Évolution de l'inflation
La Banque du Canada souhaite que l'inflation se maintienne entre 1 % et 3 %. Statistique Canada a indiqué le mois dernier que l'inflation en avril s'est chiffrée à 1,7 % sur une base annualisée. Aux États-Unis et en Europe, l'inflation se situe entre 3,5 % et 4 %.Si l'on exclut certains facteurs volatils comme l'énergie et l'alimentation, l'inflation dite «de référence» au Canada était de 1,4 % en avril. La Banque du Canada craint généralement que ces facteurs volatils n'influencent les secteurs qui sont habituellement à l'abri de poussées inflationnistes. «Si les prix de l'énergie demeurent à leurs niveaux actuels, l'inflation mesurée par l'indice des prix à la consommation global se hissera au-dessus de 3 % plus tard cette année», a poursuivi la Banque du Canada. Toutefois, compte tenu de l'état de l'économie, qui était en recul au premier trimestre, l'inflation «de référence» devrait demeurer sous 2 % pendant au moins un an et demi encore. Aux yeux de certains économistes, toutefois, la Banque du Canada aurait pu donner une autre dose de stimulant à l'économie. «Une autre baisse de taux nous paraissait essentielle», a écrit un des économistes du Mouvement Desjardins, Martin Lefebvre. «Après la contraction de l'activité économique au premier trimestre, rien n'indique que la croissance va rebondir significativement au cours du printemps. Le secteur extérieur canadien reste vulnérable au ralentissement économique américain et à la vitalité du huard.»

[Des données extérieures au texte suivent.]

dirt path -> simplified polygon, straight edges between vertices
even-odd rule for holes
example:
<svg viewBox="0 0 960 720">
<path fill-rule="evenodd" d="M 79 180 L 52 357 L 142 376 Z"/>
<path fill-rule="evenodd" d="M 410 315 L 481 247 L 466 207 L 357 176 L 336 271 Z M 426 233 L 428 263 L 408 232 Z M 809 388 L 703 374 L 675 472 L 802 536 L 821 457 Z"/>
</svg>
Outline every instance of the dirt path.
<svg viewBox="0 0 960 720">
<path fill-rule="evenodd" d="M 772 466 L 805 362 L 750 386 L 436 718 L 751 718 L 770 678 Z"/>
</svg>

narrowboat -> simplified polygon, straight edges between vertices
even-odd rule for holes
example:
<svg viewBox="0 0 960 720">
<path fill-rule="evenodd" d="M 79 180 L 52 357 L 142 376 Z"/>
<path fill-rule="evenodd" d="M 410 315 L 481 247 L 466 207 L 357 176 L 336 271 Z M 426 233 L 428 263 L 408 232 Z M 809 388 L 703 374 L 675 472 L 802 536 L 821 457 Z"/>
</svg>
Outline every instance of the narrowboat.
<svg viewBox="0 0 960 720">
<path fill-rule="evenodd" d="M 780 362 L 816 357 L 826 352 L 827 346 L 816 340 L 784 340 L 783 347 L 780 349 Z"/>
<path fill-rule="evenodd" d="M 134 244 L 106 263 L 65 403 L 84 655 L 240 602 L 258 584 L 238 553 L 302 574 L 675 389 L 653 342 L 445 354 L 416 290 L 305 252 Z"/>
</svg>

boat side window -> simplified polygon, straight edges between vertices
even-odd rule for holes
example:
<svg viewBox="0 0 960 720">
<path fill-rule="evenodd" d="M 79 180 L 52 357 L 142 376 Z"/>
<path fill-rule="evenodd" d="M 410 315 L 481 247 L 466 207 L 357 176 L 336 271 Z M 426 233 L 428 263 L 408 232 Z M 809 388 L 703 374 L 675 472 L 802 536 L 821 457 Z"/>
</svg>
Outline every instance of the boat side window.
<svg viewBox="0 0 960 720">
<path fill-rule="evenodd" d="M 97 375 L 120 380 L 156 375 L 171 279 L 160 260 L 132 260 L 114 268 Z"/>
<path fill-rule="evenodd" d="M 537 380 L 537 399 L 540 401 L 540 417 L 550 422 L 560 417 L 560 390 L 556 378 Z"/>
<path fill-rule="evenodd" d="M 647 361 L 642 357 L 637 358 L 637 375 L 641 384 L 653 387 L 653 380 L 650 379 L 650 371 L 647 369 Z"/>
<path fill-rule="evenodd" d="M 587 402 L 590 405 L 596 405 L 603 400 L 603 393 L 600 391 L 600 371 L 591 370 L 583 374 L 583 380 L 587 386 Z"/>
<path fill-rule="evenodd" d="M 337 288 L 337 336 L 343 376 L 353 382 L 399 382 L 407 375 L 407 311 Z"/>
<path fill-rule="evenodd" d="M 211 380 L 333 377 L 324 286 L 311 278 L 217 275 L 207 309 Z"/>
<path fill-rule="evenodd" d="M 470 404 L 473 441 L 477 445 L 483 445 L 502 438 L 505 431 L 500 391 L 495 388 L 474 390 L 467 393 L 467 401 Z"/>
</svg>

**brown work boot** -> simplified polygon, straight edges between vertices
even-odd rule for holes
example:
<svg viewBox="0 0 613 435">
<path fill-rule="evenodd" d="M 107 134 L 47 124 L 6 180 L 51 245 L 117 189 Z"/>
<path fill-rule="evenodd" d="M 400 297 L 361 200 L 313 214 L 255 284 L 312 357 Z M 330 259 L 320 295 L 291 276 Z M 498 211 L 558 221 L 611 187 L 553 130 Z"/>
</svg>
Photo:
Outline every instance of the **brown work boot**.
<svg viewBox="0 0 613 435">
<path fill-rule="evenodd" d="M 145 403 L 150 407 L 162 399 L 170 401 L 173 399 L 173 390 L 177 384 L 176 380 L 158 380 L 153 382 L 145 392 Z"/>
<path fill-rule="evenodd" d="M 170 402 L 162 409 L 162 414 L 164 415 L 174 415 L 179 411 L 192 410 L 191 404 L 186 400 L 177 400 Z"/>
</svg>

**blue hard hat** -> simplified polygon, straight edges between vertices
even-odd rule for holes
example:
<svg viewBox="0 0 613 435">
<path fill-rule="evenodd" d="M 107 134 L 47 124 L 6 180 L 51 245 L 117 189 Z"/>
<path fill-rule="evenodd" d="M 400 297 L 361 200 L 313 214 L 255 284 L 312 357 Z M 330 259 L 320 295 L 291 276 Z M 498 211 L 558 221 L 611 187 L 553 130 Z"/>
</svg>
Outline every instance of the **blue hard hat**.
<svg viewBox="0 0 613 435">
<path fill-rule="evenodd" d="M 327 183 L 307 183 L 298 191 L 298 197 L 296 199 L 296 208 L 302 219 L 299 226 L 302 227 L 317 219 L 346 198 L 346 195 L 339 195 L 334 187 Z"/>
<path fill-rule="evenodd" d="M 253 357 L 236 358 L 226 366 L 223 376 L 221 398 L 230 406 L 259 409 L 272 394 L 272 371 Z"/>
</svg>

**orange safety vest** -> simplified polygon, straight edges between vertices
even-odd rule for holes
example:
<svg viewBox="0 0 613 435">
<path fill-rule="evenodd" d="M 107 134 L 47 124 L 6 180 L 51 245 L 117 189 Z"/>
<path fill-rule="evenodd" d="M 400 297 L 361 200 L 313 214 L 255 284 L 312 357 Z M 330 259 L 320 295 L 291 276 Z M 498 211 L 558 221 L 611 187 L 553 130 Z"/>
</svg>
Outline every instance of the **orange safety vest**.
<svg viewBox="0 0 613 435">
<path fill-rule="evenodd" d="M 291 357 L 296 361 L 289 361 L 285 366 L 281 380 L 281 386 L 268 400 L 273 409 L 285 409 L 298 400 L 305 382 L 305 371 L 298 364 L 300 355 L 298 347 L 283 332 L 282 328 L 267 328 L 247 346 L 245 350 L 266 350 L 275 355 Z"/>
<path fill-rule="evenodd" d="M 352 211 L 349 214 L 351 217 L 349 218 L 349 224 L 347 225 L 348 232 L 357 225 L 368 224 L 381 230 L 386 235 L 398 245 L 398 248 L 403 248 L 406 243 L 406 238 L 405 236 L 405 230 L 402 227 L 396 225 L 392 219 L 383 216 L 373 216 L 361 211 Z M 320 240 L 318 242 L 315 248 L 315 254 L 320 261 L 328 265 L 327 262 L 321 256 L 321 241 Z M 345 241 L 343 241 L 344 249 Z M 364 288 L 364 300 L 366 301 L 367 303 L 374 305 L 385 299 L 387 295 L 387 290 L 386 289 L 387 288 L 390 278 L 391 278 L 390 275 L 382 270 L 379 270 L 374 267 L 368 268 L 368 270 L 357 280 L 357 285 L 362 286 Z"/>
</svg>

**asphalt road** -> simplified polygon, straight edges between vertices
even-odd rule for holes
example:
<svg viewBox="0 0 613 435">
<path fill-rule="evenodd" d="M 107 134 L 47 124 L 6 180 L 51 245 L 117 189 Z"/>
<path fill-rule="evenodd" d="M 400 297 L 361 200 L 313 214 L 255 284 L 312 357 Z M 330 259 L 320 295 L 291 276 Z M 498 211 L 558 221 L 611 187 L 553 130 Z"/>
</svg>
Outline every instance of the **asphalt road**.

«Statu quo» pour les prochains mois
Un des grands dilemmes de la Banque du Canada vient du fonctionnement à deux vitesses de l'économie canadienne. Alors que l'Ouest affiche des taux de croissance forts et une inflation plus élevée, ce qui nécessiterait une hausse du taux directeur, l'Est a tendance à pâtir des faiblesses du secteur manufacturier, ce qui nécessiterait une baisse. Quoi qu'il en soit, le Mouvement Desjardins, comme la Laurentienne et d'autres établissements financiers, croit que la Banque, coincée entre la lutte au ralentissement et la lutte à l'inflation, vient d'entrer dans une «longue période de statu quo». Au Congrès du travail du Canada, dont le dernier commentaire concernant les taux remonte au mois de décembre, on a incité la Banque à reprendre les baisses. «L'économie du pays a besoin du stimulus qu'une réduction du taux aurait fourni, et la Banque a omis de le lui fournir», a dit son président, Ken Georgetti. «Le marché du travail au pays s'est clairement affaibli au cours des deux derniers mois en raison de la forte appréciation du dollar canadien et de ses effets sur les secteurs manufacturier et forestier.»